The importance of good feathering as a reflection of the quality of a pigeon can never be overemphasised. For every fancier the quality of the feather is a very good and immediate indication as to the quality of the pigeon. A good quality feather is the foundation stone for breeding the champion pigeon and a pigeon with poor feathers should never be considered for stock because good feathering is a reflection of both good breeding and good health.
The healthy feather is silky, flexible, strong and waterproof. These features are all important for efficient flight. The high oil content of the healthy feather gives it the silky feel. The silkier the feather the greater the lift due to the streamlining effect required for efficient flight. The dry feather we get with many illnesses means that there is less streamlining (over the body and wing) and more drag with a subsequent loss of lift and less efficient flight. More energy is required causing the bird to tire more quickly. The dry feather being less flexible means that the twisting motion of the end flights that gives forward thrust is lessened, which results in a slower bird. The dry feather is brittle and lacks the strength of the silky feather, wearing out by the time the long races, when flying efficiency is needed most. Dry feathers lack the waterproofing qualities of the oil laden silky feather and flying therefore becomes more difficult in wet weather.

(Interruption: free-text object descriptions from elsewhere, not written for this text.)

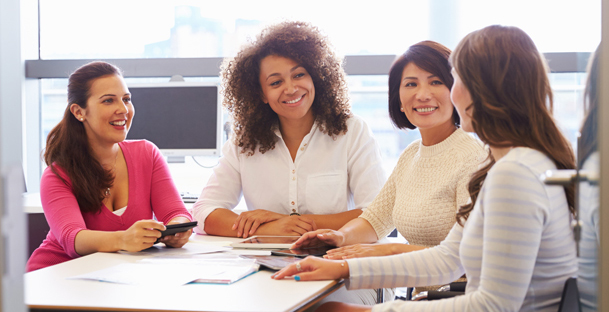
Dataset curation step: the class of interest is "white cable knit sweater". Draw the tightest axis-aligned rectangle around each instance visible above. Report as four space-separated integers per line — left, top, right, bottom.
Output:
361 128 486 247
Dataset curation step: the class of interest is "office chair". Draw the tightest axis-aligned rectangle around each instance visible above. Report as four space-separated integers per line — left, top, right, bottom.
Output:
409 282 466 301
557 278 581 312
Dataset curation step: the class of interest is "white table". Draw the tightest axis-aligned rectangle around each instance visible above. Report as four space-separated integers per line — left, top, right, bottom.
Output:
25 234 343 312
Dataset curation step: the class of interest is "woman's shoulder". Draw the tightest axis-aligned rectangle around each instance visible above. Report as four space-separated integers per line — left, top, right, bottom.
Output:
120 139 156 150
452 129 485 152
120 139 161 156
491 147 557 182
41 163 70 186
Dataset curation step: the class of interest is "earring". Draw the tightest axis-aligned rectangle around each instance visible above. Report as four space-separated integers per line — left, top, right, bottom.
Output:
80 118 84 121
400 107 404 112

The feathers of the racing pigeon in top form are tight and silky. The aerodynamics are further improved by the feathers covering the body. These contour feathers of the body and the coverts over the wing and tail feathers of the bird in top form overlap each other very tightly to create a very smooth surface. We describe such a bird as having “tight” feather. During flight this very tight feather allows the moving air to flow smoothly and quickly over the body and wing surfaces in what we call “streamlines”. “Streamlining” gives “lift” to the flying pigeon and is one of the reasons why it can fly for sustained periods without tiring. For whatever reason (health or breeding), poor quality feathers fail to form the tight smooth surface required for “streamlining” and efficient flight. When the surface is not perfectly smooth the air does not flow smoothly across the surface and creates air eddies and bubbles of turbulence. Turbulence has the effect of slowing the airflow over the wing and body surfaces that increases the “drag” or “resistance” and reduces the “lift”. Therefore the bird with poor feathers flies slowly and requires more effort to stay aloft. The end result is a bird that tires sooner. A good feather is essential for racing performance because it is the basis of “lift”.